At my job, it's not too often I have a use for "exotic" data structures. Most of the time, a simple HashMap, Set, or List (vector) will do the job. However recently we had a situation come up where we got to apply a Bloom Filter to solve our problem. If your unfamiliar with Bloom Filters, they are a space optimized, probabilistic set data structure. They have a neat property where they can tell you that something is probably in a set, or definitely not in a set. So basically, they are a great if you don't care about false positives, but must always have true negatives. They are also a good choice if you have limited space, or want to know exactly how much space your using because they don't grow or shrink no matter how much data you "store" in them. However, the downside is that the more data you store, more more likely a false positive will occur. In our case, we could not store the full data set in memory, so a Bloom Filter was a perfect fit.

Bloom filters are a very simple data structure. They are simple an array of bits (bitmap). These bits get set as you add data to the filter. When you add new data to the filter, the data is run through a hash function, and that hash function is used to select the index of the bit to flip to true. Normally you use a few hashes, or different parts of the same hash to set a few bits per piece of data. Ideally, your hash produces values in a nice uniform distribution. Lets take a look at an example.

Add To Bloom Filter

In this example, I use the Murmur2 hash 4 times with 4 different seed values. The output of the Murmur2 hash is a 32 bit unsigned number. I can then take this number and use the modulus to get an index. Now if I wanted to check if an item was in the set, I would just do the exact same hashing and get the same indexes, and then verify that those indexes are all 1's. If there are any 0's then this item was definitely never added to the set.

Check if inside Bloom Filter

Now, it should be clear why this data structure has false positives. It's because you only have a limited set of hashes to map values into, so there can be collisions. Lets say for example that I have added "Hello" into the filter, and it happens to map to bits 1, 2, 3 and 4. Later I check if the word "Boston" is in the set, and it also happens to map to bits 1, 2, 3 and 4. Now I have a false positive. However, the larger we make the bit map, and the more uniform the output of the hash function is, the less likely we get a collision. It should also be clear why you don't get false negatives. If any of the indexes are false, or 0, then the whole thing is false.

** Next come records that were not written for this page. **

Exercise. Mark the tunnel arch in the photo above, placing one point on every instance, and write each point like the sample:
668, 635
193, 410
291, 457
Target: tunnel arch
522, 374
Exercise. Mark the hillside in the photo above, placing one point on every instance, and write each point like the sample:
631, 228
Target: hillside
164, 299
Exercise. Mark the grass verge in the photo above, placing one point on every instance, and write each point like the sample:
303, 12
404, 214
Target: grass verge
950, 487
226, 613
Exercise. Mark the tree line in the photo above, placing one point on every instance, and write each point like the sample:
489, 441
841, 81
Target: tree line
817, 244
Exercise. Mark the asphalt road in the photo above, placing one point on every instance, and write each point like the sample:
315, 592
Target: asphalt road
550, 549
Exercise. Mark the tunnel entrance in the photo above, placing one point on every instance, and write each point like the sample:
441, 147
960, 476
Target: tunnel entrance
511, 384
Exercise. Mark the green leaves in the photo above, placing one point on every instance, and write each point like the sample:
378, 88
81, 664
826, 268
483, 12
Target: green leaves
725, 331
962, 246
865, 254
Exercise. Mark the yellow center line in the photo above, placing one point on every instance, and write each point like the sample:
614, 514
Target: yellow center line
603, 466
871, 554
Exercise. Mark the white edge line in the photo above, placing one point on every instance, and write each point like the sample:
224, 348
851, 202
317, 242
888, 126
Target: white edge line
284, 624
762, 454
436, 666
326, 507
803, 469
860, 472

Now that we understand how a Bloom Filter works, let's go ahead and implement one of our own. For this project I will be using C++. I will make all of the code available on my GitHub.


  class IBloomFilter {
    public :
    virtual void add(const std::string& s) = 0;
    virtual bool contains(const std::string& s) const = 0;
    virtual void clear() = 0;
    virtual double getProbabilityOfFalsePositive() const = 0;
    virtual unsigned int getCount() const = 0;
    virtual unsigned long int getBitCount() const = 0;

    protected :
    virtual ~IBloomFilter(){};
  };

Here is the interface that I created that defines what a Bloom Filter can do at a high level. Notice that there is no remove() function. This is because the same thing that can cause a false positive, can also cause multiple removals. Using the above example, if I tried to remove "Boston" I would also remove "Hello" and every other word that even partially maps to that sequence of bits.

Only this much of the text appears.